Implement the posterior computation for different prior strengths $\eta^2$ = [1000, 100000, 10000000].

In [None]:
# TODO: Define compute_posterior(Phi, t, sigma, eta2)
# TODO: S0_inv = np.eye(M) / eta2
# TODO: Sigma_inv = np.diag(1 / sigma**2)
# TODO: S_N = np.linalg.inv(S0_inv + Phi.T @ Sigma_inv @ Phi)
# TODO: m_N = S_N @ (Phi.T @ Sigma_inv @ t)
# TODO: Loop eta2_values=[1e3, 1e5, 1e7], compute posteriors

**Questions:** 
- What do $\mathbf{m}_N$ and $\mathbf{S}_N$ represent?
- How does this compare to the naive MLE weights $\mathbf{w}_{\text{ML}}$?

### Task 3b: Visualize Spectral Weights

Plot the spectral weights with uncertainty bands (±2σ) for each prior strength.

In [None]:
# TODO: Loop posteriors: spectral_weights = m_N[:-1]
# TODO: weight_std = np.sqrt(np.diag(S_N[:-1, :-1]))
# TODO: plt.plot(wavelength, spectral_weights)
# TODO: plt.fill_between(wavelength, weights-2*std, weights+2*std, alpha=0.2)

**Question:** Which $\eta^2$ provides the optimal balance? Why?

## Part 4: Making Bayesian Predictions with Uncertainty

### Background
The predictive distribution is:

$$p(t_*|\boldsymbol{\phi}_*, \mathcal{D}) = \mathcal{N}(t_*|\mu_*, \sigma_*^2)$$

with:
- Mean: $\mu_* = \mathbf{m}_N^T\boldsymbol{\phi}_*$
- Variance: $\sigma_*^2 = \sigma_{\text{obs},*}^2 + \boldsymbol{\phi}_*^T\mathbf{S}_N\boldsymbol{\phi}_* + \sigma_{\text{model}}^2$

### Task 4a: Implement Prediction Function

In [None]:
# TODO: Define predict_with_uncertainty(Phi_new, sigma_new, m_N, S_N, sigma_model)
# TODO: pred_mean = Phi_new @ m_N
# TODO: param_var = np.sum(Phi_new @ S_N * Phi_new, axis=1)
# TODO: pred_var = param_var + sigma_new**2 + sigma_model**2
# TODO: Return pred_mean, np.sqrt(pred_var)

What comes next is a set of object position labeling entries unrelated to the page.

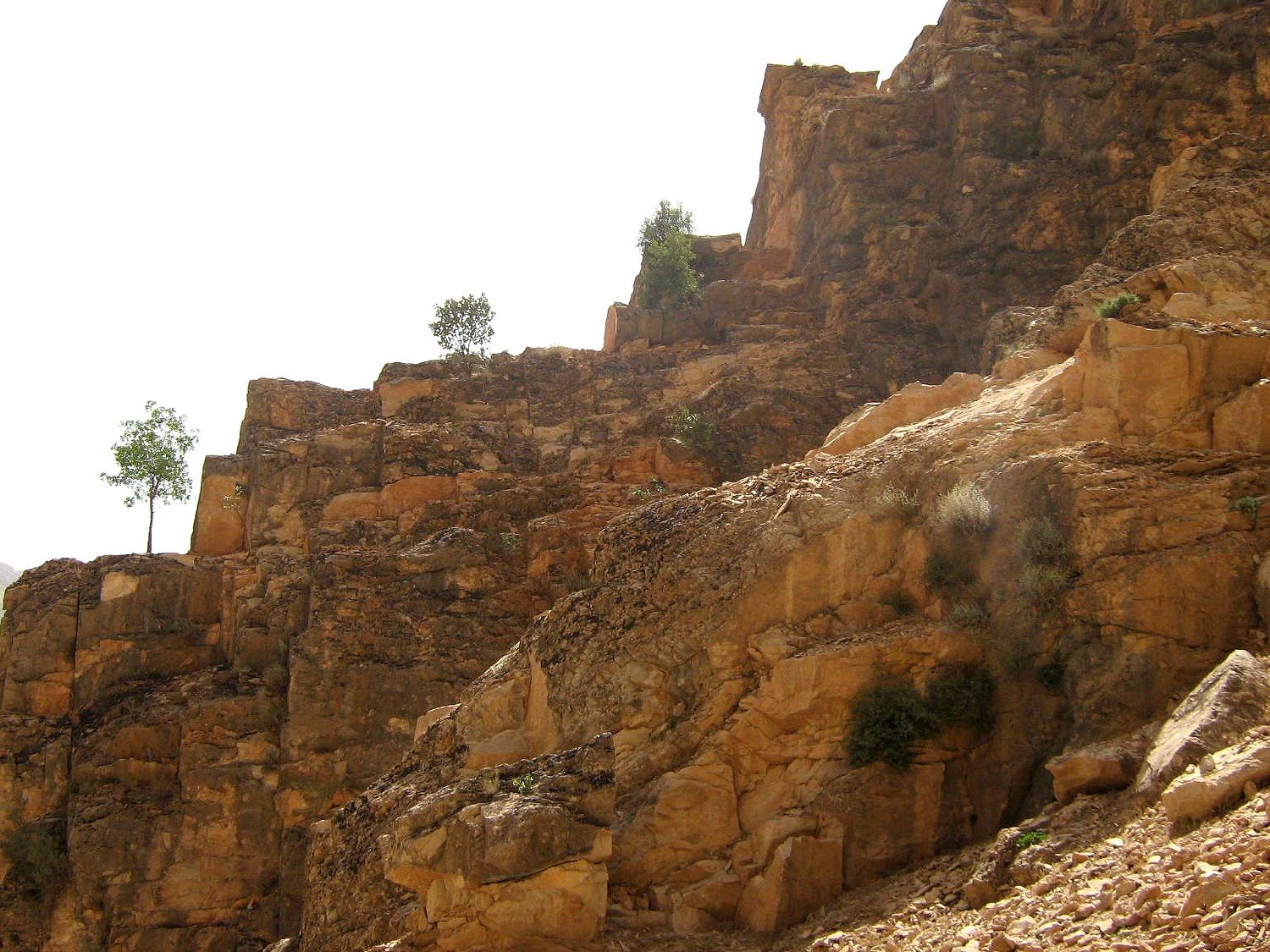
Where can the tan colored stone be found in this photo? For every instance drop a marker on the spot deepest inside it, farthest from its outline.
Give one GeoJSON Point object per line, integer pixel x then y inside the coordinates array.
{"type": "Point", "coordinates": [414, 492]}
{"type": "Point", "coordinates": [357, 504]}
{"type": "Point", "coordinates": [1244, 423]}
{"type": "Point", "coordinates": [1099, 767]}
{"type": "Point", "coordinates": [804, 873]}
{"type": "Point", "coordinates": [1234, 697]}
{"type": "Point", "coordinates": [912, 404]}
{"type": "Point", "coordinates": [1198, 792]}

### Task 4b: Visualize Predictions with Uncertainties

Plot predicted vs true temperatures with uncertainty bands.

In [None]:
# TODO: Loop posteriors, get pred_mean and pred_std
# TODO: plt.scatter(t_test, pred_mean), add y=x line
# TODO: rmse = np.sqrt(np.mean((t_test - pred_mean)**2))
# TODO: z_scores = (t_test - pred_mean) / pred_std
# TODO: coverage = np.mean(np.abs(z_scores) < 2)

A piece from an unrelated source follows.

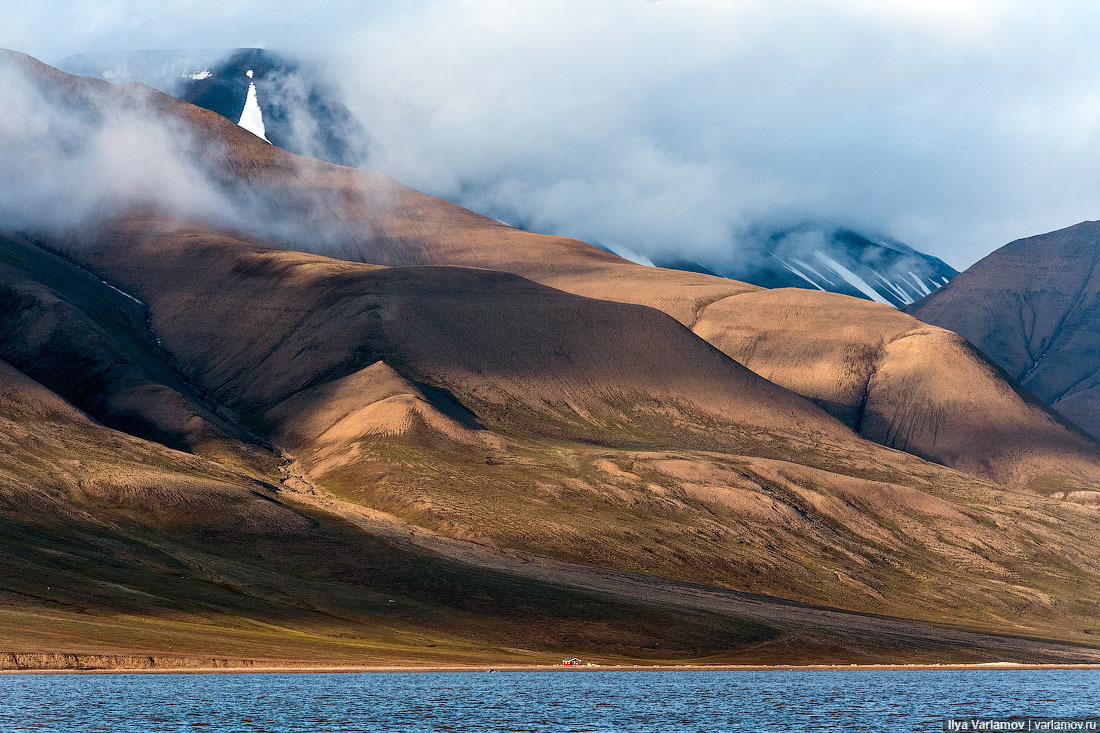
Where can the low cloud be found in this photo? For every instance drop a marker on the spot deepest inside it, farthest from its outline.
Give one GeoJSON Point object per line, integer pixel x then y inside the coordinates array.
{"type": "Point", "coordinates": [686, 126]}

### Task 4c: Calculate Coverage

Compute the 95% coverage using Z-scores:

$$z = \frac{t_{\text{true}} - t_{\text{predicted}}}{\sigma_{\text{predicted}}}$$

For well-calibrated uncertainties, ~95% of z-scores should have |z| < 2.

In [None]:
# TODO: Loop posteriors
# TODO: Get predictions, calculate z_scores and coverage
# TODO: Print f"η²={eta2:.0e}: RMSE={rmse:.1f}K, Coverage={coverage:.3f}"

**Questions:**
- Which prior gives the best coverage?
- What does coverage < 0.95 indicate?
- What does coverage > 0.95 indicate?

## Bonus: Visualize Z-score Distribution

### Task 4d: Plot Z-scores

Compare the z-score distribution to the expected N(0,1).

In [None]:
# TODO: m_N_opt, S_N_opt = posteriors[1]  # eta2=1e5
# TODO: Get predictions and z_scores = (t_test - pred_mean) / pred_std
# TODO: plt.hist(z_scores), overlay (1/sqrt(2π)) * exp(-x²/2)
# TODO: Print mean and std of z_scores (should be ~0 and ~1)

**Question:** Are your uncertainties well-calibrated? How can you tell?

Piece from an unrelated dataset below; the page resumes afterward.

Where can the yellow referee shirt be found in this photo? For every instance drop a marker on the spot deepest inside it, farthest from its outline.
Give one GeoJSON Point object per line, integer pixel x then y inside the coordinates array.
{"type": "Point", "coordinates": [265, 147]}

## Summary and Conclusions

**Key Takeaways:**

1. **Naive MLE fails:** Training RMSE severely underestimates prediction uncertainty due to overfitting

2. **Bayesian approach:** Properly accounts for parameter uncertainty, measurement noise, and model inadequacy

3. **Prior selection:** The prior strength $\eta^2$ controls the balance between flexibility and regularization

4. **Calibration matters:** Well-calibrated uncertainties are essential for scientific inference

5. **Uncertainty decomposition:** Understanding different sources of error helps guide improvement efforts

**Your findings:**

[Write your conclusions here - which prior was optimal? What was the final RMSE and coverage?]